ZFS is one of those file-systems you look at and think, wow! Why didn’t anyone else think of that before?
So ZFS sounds much like marketing spiel right now, best thing since sliced bread, cooler than a cucumber, and you’d be right it is cool and the best thing since filesystems came to being. Over the coming days I’ll post some more on my musings with ZFS – keeping in mind that I’m still learning these things. It helps to have lots of hardware to play with, but even if you don’t, you can knock up a virtual version of OpenSolaris in VirtualBox, create some virtual disks and try it out.
There are a few caveats that I’ve come across though using ZFS, one is memory! ZFS will try and cache as much data as it can in RAM, so if you have 8Gb of RAM (as I have in this box) it will happily use as much of it as it can afford. Rightfully so, I was getting ~96MB/s transferring a 16Gb MPEG from one box to the other over our Gig link (thats from one end of the house to the other!) mind you this was just a test configuration using 2x 74Gb Western Digital Raptors (WD740ADFD) in a RAID-0 style hitting a single 150Gb Western Digital Raptor (WD1500ADFD). They could have gone much higher, but I was happy with that.
There are also (as of writing) no recovery tools for ZFS, but these are slated to arrive soon (Q4 2009) which is quite scary after you read this post about a guy loosing 10Tb worth of data, however a possible revert to an older uberblock may fix some problems.
Initially I wanted to concentrate quite a bit on Virtualisation, I tried Xen on OpenSolaris. It was quite easy to setup a Xen Dom0 in OpenSolaris but with the 2009.06 release you had to tweak the Xen setup a bit. I wasn’t too enthusiastic about using Xen after seeing the performance lag in Windows in my musings. Instead I’m opting for my crush, VirtualBox.

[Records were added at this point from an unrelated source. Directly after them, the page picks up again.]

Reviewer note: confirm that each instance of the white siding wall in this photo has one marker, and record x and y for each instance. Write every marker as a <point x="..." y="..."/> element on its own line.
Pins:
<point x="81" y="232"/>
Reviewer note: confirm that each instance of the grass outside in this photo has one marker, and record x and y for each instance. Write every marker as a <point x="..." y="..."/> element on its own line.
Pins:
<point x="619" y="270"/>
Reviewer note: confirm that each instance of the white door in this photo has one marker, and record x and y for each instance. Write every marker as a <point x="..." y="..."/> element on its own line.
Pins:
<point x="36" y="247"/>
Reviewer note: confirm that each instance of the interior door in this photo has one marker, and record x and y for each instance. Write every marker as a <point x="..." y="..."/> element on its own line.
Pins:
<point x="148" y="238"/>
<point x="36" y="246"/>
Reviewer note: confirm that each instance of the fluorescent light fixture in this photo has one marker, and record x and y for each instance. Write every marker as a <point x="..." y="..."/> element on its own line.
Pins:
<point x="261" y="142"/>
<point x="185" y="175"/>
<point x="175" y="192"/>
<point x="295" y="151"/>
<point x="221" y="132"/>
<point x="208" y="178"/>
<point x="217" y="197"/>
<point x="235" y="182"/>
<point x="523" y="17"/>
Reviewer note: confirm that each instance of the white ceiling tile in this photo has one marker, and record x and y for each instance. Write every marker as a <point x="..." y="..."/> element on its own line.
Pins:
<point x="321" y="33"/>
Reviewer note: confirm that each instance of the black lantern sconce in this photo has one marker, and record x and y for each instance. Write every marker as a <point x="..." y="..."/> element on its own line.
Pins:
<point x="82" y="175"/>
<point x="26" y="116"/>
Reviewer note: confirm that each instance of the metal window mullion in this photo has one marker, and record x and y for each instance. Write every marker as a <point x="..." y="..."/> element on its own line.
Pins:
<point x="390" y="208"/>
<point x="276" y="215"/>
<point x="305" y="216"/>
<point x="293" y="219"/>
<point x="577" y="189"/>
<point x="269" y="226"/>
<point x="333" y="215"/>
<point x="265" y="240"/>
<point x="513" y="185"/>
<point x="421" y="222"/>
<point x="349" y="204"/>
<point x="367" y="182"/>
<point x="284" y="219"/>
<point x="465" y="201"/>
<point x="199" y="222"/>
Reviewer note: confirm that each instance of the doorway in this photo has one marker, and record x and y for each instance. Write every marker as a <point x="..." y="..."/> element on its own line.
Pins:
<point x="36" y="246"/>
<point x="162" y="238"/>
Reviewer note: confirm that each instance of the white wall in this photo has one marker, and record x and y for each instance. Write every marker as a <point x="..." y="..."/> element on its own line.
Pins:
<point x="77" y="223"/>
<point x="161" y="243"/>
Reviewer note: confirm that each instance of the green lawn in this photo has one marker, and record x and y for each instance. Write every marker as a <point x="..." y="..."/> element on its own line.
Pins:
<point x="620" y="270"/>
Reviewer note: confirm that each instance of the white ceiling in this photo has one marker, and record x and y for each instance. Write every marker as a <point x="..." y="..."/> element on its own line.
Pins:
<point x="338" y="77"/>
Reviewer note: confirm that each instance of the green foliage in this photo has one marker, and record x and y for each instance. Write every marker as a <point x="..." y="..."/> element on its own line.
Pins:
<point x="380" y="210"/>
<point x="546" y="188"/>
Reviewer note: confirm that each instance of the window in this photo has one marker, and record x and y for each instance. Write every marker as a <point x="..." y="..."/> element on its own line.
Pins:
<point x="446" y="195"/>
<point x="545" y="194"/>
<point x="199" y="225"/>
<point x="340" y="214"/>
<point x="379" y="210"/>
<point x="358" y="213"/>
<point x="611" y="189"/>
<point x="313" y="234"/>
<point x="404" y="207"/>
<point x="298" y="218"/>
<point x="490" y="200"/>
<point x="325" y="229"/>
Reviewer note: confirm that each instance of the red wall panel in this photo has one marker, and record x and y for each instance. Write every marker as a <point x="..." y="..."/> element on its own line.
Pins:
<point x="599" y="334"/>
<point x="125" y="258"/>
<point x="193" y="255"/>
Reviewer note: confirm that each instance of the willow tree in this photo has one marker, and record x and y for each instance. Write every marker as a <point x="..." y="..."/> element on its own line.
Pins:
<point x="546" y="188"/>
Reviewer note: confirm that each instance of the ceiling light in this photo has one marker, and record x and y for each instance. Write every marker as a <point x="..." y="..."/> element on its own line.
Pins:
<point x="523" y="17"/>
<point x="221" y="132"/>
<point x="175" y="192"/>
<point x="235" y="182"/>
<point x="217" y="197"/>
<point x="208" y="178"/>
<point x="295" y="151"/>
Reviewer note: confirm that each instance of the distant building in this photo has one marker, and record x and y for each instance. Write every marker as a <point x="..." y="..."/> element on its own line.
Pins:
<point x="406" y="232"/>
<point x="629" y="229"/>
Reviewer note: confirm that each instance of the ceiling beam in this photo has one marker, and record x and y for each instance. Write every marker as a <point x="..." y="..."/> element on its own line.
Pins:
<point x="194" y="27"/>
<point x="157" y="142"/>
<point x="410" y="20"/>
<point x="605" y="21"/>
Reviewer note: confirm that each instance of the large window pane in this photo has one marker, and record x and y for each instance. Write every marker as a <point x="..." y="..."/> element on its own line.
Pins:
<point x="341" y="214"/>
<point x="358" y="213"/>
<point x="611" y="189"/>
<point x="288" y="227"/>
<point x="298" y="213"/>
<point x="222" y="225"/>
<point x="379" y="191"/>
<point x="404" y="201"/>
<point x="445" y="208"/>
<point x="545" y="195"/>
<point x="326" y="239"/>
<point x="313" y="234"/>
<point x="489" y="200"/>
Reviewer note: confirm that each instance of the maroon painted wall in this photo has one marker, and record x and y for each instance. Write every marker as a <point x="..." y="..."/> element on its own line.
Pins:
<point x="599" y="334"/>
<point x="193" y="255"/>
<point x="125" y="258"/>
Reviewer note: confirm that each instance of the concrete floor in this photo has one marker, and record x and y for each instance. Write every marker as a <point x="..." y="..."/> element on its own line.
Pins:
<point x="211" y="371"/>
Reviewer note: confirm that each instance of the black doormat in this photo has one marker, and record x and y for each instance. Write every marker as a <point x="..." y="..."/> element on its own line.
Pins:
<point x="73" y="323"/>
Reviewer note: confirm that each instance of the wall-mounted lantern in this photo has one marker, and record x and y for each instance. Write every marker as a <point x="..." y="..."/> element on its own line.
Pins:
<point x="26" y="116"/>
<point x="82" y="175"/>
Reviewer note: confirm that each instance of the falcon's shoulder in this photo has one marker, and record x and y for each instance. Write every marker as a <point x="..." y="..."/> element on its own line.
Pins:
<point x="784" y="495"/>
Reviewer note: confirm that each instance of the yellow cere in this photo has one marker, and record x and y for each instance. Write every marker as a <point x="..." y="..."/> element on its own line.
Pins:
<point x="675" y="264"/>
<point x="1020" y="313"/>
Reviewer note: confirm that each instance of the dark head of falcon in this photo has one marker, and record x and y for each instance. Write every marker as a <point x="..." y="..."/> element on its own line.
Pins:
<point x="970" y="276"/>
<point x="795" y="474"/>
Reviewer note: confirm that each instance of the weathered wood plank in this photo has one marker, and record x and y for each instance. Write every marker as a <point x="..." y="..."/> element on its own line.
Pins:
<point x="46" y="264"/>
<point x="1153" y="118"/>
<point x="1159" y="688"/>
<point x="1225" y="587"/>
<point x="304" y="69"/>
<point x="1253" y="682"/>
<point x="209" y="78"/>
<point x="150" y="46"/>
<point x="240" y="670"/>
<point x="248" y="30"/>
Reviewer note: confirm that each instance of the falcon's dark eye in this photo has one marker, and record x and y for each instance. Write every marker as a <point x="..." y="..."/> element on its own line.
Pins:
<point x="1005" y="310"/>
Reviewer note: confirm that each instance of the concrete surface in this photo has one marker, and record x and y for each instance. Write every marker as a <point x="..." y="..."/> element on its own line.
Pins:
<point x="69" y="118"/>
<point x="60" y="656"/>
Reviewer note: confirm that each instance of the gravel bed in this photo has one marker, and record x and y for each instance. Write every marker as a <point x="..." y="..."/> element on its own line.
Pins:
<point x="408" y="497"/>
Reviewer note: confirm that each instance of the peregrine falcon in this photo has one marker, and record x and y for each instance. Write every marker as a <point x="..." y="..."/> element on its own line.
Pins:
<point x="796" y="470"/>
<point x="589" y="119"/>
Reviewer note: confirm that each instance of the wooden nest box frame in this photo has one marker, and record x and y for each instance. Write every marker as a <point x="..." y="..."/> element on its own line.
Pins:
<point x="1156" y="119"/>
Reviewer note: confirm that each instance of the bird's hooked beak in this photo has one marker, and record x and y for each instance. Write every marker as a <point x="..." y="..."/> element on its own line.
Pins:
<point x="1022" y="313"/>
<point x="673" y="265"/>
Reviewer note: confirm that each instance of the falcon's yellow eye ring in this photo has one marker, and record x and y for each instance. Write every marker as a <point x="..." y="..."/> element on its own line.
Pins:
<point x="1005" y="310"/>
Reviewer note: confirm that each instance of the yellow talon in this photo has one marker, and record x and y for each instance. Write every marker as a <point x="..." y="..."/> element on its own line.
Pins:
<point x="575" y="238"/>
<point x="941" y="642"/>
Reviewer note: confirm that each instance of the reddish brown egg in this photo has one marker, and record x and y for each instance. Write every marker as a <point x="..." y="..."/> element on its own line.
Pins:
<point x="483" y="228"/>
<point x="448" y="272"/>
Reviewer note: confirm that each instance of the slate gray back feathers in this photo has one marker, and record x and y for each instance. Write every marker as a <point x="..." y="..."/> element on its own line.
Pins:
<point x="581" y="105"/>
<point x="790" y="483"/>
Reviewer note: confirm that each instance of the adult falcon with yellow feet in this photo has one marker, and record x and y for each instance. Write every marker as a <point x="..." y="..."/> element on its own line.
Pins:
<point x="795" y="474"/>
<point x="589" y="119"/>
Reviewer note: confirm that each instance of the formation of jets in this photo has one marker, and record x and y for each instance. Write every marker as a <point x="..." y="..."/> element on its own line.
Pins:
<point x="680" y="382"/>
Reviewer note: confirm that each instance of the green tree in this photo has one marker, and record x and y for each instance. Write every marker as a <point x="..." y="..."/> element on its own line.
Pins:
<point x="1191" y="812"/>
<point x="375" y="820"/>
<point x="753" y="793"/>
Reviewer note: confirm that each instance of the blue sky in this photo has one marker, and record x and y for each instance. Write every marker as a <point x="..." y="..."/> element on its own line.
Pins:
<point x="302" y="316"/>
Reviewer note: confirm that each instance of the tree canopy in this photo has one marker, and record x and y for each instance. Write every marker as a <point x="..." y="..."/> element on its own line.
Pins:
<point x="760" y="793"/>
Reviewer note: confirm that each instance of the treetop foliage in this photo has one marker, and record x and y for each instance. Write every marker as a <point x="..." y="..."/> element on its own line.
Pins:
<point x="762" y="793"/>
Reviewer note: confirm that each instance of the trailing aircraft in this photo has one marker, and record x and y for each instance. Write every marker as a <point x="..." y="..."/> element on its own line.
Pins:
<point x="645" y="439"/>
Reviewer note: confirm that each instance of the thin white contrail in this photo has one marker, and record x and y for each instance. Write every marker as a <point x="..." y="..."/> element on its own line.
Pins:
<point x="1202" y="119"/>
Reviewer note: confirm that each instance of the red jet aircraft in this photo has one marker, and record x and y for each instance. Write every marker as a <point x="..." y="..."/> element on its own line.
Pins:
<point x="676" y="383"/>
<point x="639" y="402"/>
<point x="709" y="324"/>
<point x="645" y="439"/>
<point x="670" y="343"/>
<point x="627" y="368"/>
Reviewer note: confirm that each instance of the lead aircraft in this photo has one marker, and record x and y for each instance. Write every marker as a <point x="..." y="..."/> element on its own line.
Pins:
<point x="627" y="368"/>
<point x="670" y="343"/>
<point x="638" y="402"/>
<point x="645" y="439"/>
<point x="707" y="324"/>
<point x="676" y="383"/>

So why use VirtualBox when you can get a bare-metal hypervisor? Firstly, performance seems to be sluggish with Xen for me (I didn’t investigate this too much), secondly I want to be able to run the latest and greatest OS’s out without worrying about upgrading Xen (I’m a sucker for OS’s!). VirtualBox development has accelerated at a feverish pace, I started with VirtualBox 1.3 in 2007 and its come an insanely long way since then. When a new release comes along, its as easy as updating VirtualBox and getting all the benefits. Plus with SunOracle‘s backing of VirtualBox you know things are going to work well on OpenSolaris, the Extras repository of VirtualBox makes it as easy as doing a pkg update.
I’m still quite intrigued by the way KVM is heading and how it will pan out, but for the future zeus, it will be VirtualBox.